Dans l'obscurité totale de son esprit, une seule image subsista un instant : une petite fille courant dans un champ d'herbe haute. Puis, Killian appuya sur la touche *Delete*.
L'herbe devint noire. La petite fille devint une statue de sel. La statue s'effondra en poussière de pixels.
Le silence se fit. Un silence absolu. Un silence de machine.
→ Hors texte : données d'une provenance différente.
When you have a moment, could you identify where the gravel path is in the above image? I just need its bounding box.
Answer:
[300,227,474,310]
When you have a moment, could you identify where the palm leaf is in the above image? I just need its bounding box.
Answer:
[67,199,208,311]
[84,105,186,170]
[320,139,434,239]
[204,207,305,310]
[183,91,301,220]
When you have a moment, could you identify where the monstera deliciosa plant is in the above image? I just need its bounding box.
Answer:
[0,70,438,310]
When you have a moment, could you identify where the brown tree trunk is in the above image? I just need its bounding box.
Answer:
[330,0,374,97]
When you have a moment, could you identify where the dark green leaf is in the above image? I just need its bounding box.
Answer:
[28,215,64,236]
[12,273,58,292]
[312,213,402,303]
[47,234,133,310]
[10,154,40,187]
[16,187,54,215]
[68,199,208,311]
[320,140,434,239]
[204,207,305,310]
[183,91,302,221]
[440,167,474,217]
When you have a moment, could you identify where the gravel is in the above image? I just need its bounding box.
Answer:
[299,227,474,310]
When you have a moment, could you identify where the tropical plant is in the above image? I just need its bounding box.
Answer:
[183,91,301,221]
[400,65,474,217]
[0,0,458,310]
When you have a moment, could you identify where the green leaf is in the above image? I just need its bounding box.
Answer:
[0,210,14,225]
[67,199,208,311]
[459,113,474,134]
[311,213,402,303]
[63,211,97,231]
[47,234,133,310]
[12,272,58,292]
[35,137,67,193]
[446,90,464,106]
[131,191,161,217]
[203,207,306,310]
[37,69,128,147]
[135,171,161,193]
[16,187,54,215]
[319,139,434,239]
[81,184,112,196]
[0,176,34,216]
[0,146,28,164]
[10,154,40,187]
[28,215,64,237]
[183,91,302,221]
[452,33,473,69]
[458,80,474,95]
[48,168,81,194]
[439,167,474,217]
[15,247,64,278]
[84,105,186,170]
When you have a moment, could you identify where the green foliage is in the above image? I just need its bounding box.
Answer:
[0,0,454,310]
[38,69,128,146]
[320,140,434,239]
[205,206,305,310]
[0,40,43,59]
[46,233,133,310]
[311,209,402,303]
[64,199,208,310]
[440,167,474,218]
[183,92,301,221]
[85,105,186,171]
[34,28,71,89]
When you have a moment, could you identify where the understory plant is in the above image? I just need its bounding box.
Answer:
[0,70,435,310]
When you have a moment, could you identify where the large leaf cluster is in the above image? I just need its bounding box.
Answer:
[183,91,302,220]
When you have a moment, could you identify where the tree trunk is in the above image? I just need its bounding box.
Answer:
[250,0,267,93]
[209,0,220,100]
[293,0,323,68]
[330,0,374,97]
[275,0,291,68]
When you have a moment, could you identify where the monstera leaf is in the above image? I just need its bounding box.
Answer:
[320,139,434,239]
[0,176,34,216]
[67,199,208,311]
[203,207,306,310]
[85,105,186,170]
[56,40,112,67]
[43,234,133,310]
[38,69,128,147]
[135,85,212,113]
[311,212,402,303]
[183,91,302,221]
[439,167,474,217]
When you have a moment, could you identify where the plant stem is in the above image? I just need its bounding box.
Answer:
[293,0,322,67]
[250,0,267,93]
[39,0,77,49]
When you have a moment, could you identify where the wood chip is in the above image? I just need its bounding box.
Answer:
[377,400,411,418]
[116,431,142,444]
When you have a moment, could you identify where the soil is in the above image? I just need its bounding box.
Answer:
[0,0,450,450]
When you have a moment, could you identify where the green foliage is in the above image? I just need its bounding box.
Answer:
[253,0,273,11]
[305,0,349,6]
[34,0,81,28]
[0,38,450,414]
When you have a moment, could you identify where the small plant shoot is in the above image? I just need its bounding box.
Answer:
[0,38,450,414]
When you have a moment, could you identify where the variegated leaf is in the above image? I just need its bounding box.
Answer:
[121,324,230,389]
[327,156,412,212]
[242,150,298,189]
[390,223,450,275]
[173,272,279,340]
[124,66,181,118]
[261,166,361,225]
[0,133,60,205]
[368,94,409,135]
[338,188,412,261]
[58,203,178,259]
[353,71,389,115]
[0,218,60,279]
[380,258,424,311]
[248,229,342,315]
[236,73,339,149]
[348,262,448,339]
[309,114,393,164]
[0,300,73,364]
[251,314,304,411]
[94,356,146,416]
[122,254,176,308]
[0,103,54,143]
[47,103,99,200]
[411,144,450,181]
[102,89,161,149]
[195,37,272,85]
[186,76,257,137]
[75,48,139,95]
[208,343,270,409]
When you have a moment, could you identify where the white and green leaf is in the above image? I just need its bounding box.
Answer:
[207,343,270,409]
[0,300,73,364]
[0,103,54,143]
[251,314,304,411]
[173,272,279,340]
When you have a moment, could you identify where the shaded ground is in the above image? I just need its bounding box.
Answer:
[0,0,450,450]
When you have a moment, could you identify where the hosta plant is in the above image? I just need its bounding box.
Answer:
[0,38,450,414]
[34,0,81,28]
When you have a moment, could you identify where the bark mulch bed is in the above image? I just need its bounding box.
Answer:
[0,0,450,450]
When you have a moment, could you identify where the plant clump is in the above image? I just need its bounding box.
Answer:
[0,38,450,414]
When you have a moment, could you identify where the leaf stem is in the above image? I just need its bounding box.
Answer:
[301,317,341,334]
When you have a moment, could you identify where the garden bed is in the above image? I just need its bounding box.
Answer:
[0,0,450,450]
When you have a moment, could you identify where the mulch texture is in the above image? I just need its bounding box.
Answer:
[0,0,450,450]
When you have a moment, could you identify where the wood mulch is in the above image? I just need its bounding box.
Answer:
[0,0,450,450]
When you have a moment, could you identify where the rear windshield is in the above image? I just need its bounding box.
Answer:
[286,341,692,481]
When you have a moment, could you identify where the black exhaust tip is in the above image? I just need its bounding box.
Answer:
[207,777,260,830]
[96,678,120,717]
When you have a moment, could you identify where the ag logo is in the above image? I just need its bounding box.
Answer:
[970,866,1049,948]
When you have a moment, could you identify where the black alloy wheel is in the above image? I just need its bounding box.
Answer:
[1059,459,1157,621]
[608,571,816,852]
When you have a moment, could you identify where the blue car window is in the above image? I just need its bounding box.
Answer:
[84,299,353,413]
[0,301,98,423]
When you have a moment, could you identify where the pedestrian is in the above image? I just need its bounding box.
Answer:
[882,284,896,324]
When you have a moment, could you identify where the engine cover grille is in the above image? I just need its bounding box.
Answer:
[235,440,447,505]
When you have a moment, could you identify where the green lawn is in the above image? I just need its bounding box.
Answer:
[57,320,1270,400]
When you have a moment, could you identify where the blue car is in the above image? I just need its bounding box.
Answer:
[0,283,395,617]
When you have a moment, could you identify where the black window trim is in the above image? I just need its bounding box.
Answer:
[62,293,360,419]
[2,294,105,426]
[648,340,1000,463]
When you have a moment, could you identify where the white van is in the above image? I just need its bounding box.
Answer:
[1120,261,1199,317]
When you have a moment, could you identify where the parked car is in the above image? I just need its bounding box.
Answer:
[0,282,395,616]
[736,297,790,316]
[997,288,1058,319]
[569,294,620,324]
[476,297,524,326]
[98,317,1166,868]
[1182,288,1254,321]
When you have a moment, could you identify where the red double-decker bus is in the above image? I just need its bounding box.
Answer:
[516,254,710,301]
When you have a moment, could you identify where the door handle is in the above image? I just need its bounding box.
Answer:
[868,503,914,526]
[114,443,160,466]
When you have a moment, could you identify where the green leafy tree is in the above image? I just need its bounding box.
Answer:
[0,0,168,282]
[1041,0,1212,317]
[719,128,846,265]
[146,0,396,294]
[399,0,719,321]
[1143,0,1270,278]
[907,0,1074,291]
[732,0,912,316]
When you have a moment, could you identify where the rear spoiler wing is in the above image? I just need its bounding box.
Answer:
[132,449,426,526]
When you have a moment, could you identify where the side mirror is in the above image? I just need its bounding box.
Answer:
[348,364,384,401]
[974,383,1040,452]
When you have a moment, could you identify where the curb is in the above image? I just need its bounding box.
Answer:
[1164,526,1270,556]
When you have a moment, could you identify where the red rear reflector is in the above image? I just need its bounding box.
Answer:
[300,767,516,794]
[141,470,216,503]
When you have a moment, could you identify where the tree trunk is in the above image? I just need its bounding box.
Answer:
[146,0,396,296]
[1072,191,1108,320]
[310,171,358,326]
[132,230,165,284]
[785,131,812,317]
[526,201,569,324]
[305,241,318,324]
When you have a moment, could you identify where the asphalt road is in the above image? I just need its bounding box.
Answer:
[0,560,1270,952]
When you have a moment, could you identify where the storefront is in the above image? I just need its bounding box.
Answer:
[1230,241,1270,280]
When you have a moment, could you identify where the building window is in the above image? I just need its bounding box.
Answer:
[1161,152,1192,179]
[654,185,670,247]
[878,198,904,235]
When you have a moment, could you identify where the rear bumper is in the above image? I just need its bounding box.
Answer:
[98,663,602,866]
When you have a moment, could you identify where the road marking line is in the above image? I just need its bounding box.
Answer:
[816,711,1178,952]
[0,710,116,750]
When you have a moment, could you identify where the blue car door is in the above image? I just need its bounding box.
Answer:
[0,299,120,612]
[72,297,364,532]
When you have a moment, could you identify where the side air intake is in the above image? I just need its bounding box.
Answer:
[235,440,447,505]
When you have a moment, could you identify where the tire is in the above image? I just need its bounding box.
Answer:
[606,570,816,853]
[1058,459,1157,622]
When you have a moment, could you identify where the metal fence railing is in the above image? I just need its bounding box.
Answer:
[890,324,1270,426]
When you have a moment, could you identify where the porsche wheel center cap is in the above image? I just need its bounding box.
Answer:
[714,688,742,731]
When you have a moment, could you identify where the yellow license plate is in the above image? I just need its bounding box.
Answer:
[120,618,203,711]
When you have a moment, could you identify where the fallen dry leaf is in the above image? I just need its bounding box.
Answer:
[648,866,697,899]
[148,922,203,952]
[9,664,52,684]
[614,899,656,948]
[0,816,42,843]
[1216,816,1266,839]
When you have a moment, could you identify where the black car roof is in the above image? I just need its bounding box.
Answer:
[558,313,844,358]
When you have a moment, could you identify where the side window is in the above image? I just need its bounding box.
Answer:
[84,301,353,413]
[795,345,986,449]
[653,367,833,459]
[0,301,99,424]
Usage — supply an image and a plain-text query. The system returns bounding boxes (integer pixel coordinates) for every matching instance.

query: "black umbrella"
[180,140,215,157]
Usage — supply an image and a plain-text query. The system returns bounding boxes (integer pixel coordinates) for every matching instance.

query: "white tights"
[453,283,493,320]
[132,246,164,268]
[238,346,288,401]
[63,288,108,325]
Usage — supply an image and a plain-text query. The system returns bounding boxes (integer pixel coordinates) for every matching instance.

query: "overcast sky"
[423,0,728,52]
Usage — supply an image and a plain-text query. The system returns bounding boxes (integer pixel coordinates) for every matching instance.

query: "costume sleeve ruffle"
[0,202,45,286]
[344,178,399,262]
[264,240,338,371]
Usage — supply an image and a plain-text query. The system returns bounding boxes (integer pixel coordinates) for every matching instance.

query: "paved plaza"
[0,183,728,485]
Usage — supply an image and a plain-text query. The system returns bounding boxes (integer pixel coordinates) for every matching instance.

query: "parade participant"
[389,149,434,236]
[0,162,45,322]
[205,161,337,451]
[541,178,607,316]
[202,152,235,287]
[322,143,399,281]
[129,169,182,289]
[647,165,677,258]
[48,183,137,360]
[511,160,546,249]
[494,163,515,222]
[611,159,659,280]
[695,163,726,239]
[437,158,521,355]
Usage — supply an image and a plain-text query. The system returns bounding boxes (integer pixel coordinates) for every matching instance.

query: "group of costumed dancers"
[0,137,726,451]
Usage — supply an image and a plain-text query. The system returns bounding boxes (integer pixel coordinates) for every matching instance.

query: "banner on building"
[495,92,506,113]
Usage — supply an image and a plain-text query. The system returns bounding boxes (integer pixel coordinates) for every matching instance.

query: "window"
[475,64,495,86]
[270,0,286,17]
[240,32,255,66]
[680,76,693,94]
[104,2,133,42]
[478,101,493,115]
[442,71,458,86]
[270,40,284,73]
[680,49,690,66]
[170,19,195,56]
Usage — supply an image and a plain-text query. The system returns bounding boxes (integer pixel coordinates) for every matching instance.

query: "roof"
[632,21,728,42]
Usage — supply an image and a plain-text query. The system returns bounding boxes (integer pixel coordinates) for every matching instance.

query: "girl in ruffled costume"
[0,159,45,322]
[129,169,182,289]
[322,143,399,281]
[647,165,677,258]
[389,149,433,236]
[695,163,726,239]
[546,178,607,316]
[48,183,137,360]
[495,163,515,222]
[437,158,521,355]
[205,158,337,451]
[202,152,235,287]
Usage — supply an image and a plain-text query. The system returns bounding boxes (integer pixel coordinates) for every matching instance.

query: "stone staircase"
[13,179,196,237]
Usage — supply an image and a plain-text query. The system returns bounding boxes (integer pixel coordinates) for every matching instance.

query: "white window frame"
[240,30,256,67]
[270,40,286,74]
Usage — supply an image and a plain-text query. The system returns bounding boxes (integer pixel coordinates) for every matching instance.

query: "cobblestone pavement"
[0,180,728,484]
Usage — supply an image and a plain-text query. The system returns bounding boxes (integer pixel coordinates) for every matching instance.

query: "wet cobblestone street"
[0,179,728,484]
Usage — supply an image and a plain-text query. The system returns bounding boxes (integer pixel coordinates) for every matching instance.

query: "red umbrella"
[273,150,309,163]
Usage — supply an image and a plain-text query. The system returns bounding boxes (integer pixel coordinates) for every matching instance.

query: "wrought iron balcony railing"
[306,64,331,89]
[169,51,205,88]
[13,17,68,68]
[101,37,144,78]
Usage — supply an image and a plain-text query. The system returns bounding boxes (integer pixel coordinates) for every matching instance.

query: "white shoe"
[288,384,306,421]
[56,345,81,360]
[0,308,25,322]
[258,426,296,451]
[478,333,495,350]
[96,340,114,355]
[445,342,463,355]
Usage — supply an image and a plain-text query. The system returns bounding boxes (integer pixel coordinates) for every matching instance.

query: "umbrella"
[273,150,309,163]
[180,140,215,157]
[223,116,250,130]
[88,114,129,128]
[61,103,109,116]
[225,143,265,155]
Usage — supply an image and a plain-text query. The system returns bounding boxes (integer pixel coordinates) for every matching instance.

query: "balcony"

La symbiose était achevée. La chair avait abdiqué. Le chrome avait gagné.
Sur l'écran principal de la tour Chimera, un seul curseur clignotait dans le noir.
*Système prêt.*
*Connexion éternelle établie.*
L’entité qui occupait autrefois le corps d’Axelle ferma ses paupières de métal. Elle ne respirait plus. Elle n'avait plus besoin d'air. Elle se nourrissait du réseau, des secrets, de la haine binaire qui coulait dans les veines de la ville. Elle était partout. Dans chaque caméra, dans chaque terminal, dans chaque rêve haché des citoyens de Néo-Paris.
Le tic nerveux de sa lèvre s'arrêta enfin.
La paix était là. La paix d'un disque dur formaté à neuf.
L'éternité commença par un simple bip sonore, strident, infini.